Microsoft To Open AI Hub In London After Suleyman Hire
Microsoft to open AI hub in London after poaching Mustafa Suleyman and most of research staff from Inflection AI last month
Microsoft is to open a London hub for its new consumer artificial intelligence (AI) division headed by Jordan Hoffmann, who joined the company from start-up Inflection AI last month.
At the time Microsoft hired most of Inflection’s staff, including chief executive Mustafa Suleyman, who now heads Microsoft’s consumer AI division.
The company reportedly paid $650 million (£514m) to Inflection as part of the mass hiring deal, which effectively turned Inflection into a much smaller company with a less ambitious business model.
Suleyman founded Inflection in 2022 and had poached AI researchers from the likes of DeepMind – which he co-founded in the UK in 2010 – and Meta Platforms.
AI talent
Hoffmann was a former PhD student who joined DeepMind as a research scientist in 2020, then followed Suleyman to Inflection.
DeepMind, which has been a unit of Google since 2014, remains headquartered in London, putting it in direct competition with the new Microsoft hub.
OpenAI, in which Microsoft is a major investor, opened its first overseas office in London last year. Suleyman said the new office would “collaborate closely” with OpenAI.
Suleyman in a blog post called Hoffmann an “exceptional AI scientist and engineer” and said the company would be posting job listings in the “coming weeks and months” to build out a workforce of “exceptional individuals” at the new base near Paddington.

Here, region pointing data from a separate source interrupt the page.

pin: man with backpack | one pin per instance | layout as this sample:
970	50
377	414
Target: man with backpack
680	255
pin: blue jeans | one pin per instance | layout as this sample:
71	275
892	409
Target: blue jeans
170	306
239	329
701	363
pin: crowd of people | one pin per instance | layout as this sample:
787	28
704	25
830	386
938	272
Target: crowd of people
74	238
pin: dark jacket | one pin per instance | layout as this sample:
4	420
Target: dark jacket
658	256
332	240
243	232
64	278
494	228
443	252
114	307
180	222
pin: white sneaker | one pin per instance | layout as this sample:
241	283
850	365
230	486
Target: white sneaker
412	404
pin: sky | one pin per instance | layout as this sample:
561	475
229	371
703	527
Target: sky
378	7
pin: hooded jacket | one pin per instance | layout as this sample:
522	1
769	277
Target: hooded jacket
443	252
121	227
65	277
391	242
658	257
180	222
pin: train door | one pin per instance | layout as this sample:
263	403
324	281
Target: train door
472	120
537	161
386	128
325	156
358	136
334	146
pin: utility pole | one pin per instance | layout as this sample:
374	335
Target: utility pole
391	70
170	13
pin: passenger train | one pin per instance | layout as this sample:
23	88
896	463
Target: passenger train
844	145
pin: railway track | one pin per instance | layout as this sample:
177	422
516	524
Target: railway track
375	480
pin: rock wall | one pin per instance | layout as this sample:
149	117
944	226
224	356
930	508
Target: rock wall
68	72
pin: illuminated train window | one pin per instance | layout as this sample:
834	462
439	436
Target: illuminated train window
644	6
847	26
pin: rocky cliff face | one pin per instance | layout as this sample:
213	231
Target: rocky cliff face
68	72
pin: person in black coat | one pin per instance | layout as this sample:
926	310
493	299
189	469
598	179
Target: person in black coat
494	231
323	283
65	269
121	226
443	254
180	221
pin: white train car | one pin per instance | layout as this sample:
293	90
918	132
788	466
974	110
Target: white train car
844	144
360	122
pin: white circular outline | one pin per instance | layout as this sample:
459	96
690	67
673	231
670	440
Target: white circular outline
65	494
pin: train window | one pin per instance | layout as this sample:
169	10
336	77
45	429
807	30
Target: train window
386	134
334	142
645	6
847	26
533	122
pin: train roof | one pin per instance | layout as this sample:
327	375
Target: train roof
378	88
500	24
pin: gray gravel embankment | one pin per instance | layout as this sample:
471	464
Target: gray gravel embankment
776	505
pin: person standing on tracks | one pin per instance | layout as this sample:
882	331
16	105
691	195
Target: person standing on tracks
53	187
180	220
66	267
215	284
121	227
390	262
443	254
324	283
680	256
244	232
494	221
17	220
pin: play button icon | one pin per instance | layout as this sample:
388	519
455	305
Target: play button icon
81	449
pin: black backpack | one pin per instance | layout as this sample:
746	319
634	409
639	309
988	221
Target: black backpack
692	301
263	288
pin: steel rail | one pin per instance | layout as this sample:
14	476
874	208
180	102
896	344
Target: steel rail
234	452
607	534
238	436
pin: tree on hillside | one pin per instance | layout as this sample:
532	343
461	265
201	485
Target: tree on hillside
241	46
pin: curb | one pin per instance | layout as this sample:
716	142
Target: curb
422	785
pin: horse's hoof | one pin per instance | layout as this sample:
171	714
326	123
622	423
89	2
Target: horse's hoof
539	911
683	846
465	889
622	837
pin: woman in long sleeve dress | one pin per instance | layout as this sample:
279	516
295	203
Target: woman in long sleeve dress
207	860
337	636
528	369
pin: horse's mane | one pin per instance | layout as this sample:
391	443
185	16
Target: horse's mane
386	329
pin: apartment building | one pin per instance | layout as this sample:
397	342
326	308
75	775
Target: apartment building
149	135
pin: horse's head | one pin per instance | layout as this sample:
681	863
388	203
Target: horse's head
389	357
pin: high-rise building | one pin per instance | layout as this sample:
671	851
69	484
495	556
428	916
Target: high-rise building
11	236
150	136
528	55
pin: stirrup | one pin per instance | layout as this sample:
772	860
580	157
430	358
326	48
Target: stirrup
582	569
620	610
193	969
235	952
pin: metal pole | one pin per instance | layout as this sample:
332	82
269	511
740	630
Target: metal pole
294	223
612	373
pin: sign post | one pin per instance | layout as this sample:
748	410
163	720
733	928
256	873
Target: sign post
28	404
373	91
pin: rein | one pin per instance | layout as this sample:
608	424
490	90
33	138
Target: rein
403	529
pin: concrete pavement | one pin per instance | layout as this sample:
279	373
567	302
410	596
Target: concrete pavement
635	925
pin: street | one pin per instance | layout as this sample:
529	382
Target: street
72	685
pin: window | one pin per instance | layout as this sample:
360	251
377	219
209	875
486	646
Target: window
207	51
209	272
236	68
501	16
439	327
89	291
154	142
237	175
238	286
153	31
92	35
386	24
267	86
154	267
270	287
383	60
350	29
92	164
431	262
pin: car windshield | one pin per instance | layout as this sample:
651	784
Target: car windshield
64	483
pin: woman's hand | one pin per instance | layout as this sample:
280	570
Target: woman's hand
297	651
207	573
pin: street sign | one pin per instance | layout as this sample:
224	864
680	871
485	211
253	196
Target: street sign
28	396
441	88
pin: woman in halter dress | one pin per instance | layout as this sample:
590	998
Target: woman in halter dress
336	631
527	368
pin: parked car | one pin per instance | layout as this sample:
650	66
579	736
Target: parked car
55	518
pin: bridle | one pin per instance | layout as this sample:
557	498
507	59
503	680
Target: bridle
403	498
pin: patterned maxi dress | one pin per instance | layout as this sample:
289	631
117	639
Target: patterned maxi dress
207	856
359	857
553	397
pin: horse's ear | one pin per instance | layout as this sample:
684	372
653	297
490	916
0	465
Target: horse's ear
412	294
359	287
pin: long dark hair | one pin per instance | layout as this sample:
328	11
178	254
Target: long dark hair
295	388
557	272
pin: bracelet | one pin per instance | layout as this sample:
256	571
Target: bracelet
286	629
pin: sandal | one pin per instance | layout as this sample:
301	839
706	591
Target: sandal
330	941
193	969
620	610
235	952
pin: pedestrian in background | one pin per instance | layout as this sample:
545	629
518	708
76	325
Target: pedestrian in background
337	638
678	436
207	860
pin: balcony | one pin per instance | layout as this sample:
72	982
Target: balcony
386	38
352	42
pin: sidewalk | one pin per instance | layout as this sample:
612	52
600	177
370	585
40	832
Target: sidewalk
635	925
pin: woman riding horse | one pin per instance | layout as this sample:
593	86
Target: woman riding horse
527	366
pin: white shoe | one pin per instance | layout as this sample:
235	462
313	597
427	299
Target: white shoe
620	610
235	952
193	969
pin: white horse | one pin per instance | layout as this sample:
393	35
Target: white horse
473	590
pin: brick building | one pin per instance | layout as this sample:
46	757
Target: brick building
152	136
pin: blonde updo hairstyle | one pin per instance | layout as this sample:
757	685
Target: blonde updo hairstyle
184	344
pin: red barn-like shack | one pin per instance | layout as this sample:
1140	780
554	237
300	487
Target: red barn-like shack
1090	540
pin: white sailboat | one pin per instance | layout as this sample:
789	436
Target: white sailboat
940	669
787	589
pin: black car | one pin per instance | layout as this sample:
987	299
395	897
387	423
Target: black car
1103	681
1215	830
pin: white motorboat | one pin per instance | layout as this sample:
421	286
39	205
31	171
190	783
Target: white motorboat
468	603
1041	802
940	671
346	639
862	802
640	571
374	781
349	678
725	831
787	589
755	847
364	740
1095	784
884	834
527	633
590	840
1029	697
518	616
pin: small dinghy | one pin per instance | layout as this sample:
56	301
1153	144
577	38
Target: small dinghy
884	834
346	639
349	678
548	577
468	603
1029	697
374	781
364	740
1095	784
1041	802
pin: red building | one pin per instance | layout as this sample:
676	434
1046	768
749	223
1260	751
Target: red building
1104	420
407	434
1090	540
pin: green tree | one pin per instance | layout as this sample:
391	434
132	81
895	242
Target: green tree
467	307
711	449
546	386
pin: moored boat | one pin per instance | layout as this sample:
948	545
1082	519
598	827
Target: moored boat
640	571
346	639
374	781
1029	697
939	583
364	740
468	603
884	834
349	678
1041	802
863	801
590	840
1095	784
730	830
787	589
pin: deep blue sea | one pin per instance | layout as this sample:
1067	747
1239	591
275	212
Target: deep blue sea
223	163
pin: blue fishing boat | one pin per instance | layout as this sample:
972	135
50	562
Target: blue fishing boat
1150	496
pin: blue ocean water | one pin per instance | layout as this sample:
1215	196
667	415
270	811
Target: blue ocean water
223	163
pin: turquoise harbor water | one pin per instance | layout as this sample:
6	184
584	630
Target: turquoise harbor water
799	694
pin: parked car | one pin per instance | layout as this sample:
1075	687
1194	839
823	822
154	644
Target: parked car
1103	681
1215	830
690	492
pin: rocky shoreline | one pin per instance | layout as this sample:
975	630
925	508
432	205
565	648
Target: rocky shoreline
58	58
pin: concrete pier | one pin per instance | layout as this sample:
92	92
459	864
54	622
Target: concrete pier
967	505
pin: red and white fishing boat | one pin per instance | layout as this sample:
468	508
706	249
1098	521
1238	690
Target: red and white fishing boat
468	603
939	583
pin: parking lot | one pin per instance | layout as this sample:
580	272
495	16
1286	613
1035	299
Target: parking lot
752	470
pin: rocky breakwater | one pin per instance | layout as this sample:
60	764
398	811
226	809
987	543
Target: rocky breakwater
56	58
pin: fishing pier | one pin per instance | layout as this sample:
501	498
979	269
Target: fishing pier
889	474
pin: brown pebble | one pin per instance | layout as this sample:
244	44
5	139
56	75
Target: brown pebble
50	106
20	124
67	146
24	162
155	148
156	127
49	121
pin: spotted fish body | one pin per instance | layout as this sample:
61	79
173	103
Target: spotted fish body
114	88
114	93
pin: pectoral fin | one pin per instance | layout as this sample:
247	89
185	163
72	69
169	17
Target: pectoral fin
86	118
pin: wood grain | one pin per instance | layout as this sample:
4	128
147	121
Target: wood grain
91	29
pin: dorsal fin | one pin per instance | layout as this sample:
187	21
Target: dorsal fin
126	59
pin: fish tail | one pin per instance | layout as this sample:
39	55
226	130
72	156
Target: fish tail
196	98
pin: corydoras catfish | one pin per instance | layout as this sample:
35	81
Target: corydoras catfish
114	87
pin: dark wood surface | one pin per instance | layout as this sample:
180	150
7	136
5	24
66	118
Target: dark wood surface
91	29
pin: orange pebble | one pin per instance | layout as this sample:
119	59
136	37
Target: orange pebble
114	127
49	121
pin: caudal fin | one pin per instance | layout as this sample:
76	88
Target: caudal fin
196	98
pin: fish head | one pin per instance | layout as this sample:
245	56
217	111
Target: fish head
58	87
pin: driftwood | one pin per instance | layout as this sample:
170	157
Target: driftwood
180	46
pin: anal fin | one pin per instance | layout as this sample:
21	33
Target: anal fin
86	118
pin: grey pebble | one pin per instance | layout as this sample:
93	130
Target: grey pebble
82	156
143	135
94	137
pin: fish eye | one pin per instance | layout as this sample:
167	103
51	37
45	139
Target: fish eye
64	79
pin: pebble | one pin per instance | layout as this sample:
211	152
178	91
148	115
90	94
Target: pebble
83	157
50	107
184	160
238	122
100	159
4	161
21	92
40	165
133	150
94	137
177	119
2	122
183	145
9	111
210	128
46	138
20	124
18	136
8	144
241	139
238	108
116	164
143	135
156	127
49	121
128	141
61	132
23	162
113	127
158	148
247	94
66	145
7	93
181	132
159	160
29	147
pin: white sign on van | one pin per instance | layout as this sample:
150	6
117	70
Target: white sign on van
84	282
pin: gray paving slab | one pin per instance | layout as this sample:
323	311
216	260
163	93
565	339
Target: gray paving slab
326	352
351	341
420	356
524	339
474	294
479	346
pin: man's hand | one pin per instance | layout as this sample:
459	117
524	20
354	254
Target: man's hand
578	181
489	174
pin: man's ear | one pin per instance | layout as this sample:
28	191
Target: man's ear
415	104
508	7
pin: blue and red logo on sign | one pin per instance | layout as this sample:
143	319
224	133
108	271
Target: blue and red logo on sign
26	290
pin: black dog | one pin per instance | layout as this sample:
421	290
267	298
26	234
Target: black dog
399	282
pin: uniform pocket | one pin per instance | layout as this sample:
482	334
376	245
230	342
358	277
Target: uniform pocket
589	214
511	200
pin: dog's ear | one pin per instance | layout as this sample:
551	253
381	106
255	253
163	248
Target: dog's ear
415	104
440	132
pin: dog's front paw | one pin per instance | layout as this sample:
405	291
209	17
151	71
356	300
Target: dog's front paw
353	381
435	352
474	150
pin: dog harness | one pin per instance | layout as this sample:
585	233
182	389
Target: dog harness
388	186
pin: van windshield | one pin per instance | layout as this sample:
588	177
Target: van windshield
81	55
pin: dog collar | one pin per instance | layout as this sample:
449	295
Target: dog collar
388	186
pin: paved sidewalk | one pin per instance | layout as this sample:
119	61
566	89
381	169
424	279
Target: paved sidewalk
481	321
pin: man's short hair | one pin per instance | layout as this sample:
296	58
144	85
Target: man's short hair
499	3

“There is an enormous pool of AI talent and expertise in the UK,” Suleyman wrote.
‘Best AI scientists’
“Microsoft AI plans to make a significant, long-term investment in the region as we begin hiring the best AI scientists and engineers into this new AI hub.”
The hub is to be focused on developing new language models and associated infrastructure and tooling, Suleyman said, without disclosing how many jobs would be created.
AI minister Viscount Camrose said the move was a “vote of confidence in the UK’s status as a global leader in AI innovation”, noting that the sector employs more than 50,000 people across the country and contributes £3.7bn to the economy.